| Engl 211a | R. Mohan |
| TTH 2:30-4 | HU III |
The term “postcolonial” has become a complex rubric under which
has been grouped literatures emerging out of varied traditions from far-flung
regions of the world that have in common the history of European colonization.
This course will explore the nature and context of Anglophone postcolonial literature,
paying special attention to some of their common concerns such as: the representation
of first contact, the influence of western education and the English language,
the effects of colonial violence, and the ways identity is shaped by displacement,
migration, or exile. We will also look at specific aesthetic strategies such
as resistance, mimicry, “writing back”, and magic realism that have
come to be associated with this body of literature.
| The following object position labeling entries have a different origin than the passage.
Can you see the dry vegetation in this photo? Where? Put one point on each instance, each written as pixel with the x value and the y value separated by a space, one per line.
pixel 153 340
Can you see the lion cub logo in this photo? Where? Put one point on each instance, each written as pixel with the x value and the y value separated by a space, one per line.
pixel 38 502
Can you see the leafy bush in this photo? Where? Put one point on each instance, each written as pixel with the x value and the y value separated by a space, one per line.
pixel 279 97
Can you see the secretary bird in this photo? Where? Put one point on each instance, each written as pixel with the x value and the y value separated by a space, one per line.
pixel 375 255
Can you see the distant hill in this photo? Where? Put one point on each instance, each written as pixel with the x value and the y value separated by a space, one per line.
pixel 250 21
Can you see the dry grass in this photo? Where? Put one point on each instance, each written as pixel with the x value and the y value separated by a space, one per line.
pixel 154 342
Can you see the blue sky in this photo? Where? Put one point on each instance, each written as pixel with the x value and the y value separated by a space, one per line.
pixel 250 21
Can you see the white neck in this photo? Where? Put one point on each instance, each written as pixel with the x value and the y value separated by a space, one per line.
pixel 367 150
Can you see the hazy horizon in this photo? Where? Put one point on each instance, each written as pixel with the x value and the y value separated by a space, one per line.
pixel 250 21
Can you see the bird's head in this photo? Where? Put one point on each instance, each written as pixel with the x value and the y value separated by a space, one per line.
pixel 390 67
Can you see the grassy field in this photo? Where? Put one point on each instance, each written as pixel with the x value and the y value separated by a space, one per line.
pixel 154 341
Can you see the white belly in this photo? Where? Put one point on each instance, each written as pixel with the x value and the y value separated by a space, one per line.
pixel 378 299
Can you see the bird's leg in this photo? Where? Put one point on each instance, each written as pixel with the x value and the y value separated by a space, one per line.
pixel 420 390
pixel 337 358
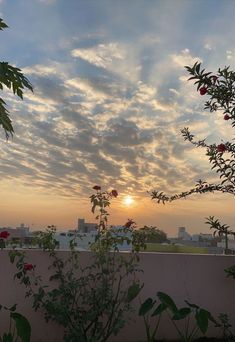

Texts will be selected from the following list:
J.M. Coetzee, Age of Iron
Tsitsi Dangarembga, Nervous Conditions
Jamaica Kincaid, Lucy
David Malouf, Remembering Babylon
Caryl Phillips, Cambridge
Salman Rushdie, Satanic Verses
Wole Soyinka, Death and the King’s Horseman
Zadie Smith, White Teeth
Poetry by Derek Walcott, Kamau Brathwaite, Vikram Seth, Nessim Ezekiel, and
Kamala Das.
Excerpts from critical essays by Aimee CesaireNgugi wa Thiong’o, Homi
Bhabha,Gayatri Spivak, Paul Gilroy, Stiuart Hall and Simon Gikandi
Course Requirements: Five short papers (2-3 pages long), Two essays (5-7 pages long) oral presentation, and active participation in class and Blackboard discussions.
This course satisfies the English Department’s introductory requirement.